As part of the Horizon 2020 DESOLINATION project, a new study titled “Experimental and numerical study of supercritical CO₂ cooler” was presented at the 6th European Conference on Supercritical CO₂ (sCO₂) for Energy Systems, held from 9–11 April 2025 in Delft, Netherlands.
The research, led by LUT University in collaboration with TEMISTH, received the Best Paper Award at the conference in recognition of its scientific quality and relevance.
Investigating PCHE Performance in Supercritical CO₂ Power Cycles
The study focuses on the thermo-hydraulic performance of a printed circuit heat exchanger (PCHE) operating with supercritical carbon dioxide (sCO₂) — a working fluid at the core of DESOLINATION’s innovative power block. PCHEs are a compact and high-efficiency solution suitable for the extreme conditions of sCO₂-based energy systems, such as those integrated into concentrated solar power (CSP) and desalination technologies.
Using a combination of experimental testing and computational fluid dynamics (CFD), the team evaluated the heat transfer and pressure drop characteristics of sCO₂ flowing through PCHE microchannels. The study targeted the pseudo-critical region, where CO₂ exhibits rapid property variations that enhance heat transfer but complicate predictive modelling.

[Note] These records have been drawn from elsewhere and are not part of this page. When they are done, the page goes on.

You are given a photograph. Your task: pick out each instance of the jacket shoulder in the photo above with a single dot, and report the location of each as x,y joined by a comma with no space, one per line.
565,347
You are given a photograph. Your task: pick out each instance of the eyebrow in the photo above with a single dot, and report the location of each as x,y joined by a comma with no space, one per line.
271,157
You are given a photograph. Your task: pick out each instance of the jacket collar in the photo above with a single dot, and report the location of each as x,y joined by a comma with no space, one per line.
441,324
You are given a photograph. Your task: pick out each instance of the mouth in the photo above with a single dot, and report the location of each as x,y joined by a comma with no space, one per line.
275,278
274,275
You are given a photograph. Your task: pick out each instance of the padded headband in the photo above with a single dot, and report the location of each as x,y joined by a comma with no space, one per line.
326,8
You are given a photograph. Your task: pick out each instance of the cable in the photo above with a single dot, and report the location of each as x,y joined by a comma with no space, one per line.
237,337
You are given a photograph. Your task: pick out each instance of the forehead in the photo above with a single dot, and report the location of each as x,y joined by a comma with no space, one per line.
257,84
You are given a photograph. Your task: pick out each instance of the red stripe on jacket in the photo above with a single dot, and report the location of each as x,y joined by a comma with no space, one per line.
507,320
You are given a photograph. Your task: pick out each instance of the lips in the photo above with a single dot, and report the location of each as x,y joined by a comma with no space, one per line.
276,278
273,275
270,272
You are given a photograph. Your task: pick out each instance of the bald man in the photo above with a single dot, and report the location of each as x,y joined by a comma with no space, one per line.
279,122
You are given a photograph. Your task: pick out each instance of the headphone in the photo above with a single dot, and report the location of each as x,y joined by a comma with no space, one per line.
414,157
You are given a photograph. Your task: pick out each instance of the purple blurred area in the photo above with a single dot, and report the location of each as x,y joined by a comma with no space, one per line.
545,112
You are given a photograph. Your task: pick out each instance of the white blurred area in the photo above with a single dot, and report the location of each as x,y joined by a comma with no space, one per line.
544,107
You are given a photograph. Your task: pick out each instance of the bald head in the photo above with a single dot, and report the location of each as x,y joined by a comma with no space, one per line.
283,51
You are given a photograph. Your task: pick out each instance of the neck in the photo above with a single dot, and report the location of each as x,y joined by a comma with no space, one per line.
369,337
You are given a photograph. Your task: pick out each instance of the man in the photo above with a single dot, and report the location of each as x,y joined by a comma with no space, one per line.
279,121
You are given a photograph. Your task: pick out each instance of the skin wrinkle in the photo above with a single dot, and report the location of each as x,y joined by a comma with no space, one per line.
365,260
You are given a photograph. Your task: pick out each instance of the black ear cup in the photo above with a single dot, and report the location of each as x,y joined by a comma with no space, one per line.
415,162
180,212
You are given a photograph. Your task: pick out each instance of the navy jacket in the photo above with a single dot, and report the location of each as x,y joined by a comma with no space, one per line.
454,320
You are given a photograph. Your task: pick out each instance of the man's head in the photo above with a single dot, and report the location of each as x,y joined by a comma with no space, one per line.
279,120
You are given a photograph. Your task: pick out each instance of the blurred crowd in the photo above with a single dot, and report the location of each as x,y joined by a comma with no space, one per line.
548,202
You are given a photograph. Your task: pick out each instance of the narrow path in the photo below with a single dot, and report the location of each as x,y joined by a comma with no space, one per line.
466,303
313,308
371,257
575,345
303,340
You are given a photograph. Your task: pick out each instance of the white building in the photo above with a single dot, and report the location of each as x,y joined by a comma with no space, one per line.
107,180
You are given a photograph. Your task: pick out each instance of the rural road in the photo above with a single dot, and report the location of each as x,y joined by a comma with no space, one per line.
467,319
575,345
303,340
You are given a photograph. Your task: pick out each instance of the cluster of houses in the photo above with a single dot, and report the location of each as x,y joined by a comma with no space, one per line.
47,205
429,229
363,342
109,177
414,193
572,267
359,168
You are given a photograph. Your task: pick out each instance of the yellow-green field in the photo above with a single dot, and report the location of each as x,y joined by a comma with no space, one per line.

Supporting DESOLINATION’s Objectives
This work directly contributes to DESOLINATION’s goal of developing an efficient, solar-powered desalination system by improving the performance prediction and design of key components in the sCO₂ power cycle. In particular, it provides validated tools and insights essential for integrating high-efficiency heat exchangers into the project’s future demonstration plant.
Authors: Giuseppe Petruccelli, Teemu Turunen-Saaresti, Damien Serret, Aki Grönman, Aurélien Conrozier, and Amir Momeni Dolatabadi.
Key Results
- Experimental data were gathered under a wide range of operating conditions at LUT University’s transcritical CO₂ test facility, providing a valuable benchmark for validation of numerical models.
- The CFD simulations, incorporating real-gas behaviour and the SST k-ω turbulence model, showed good agreement with the measured pressure drops and outlet temperatures.
- A new friction factor correlation was derived from the experimental results. It accounts for surface roughness and achieved a prediction accuracy within ±10% of the measured values — an important advancement over existing correlations.
- The study also revealed that commonly used heat transfer correlations tend to underestimate performance in high-Reynolds number, sCO₂ microchannel flows, underlining the need for more tailored predictive models.
Conference Recognition
The 6th European sCO₂ Conference brought together over 100 experts from academia and industry to discuss the latest innovations in sCO₂ technology. In addition to the technical sessions, DESOLINATION was also highlighted during the Friday morning keynote by Dr. Gioele Di Marcoberardino (UNIBS), which presented the project’s overall goals and progress to date.
🏆 The paper received the Best Paper Award at the conference, recognising the quality and relevance of the research to the international sCO₂ research and engineering community. This recognition highlights DESOLINATION’s contribution to advancing component-level understanding crucial for the development of integrated solar-powered desalination systems.
🔬 The DESOLINATION consortium congratulates the authors — Giuseppe Petruccelli, Teemu Turunen-Saaresti, Damien Serret, Aki Grönman, Aurélien Conrozier, and Amir Momeni Dolatabadi — on this well-deserved recognition, and for their valuable contribution to the future of sustainable energy and water systems.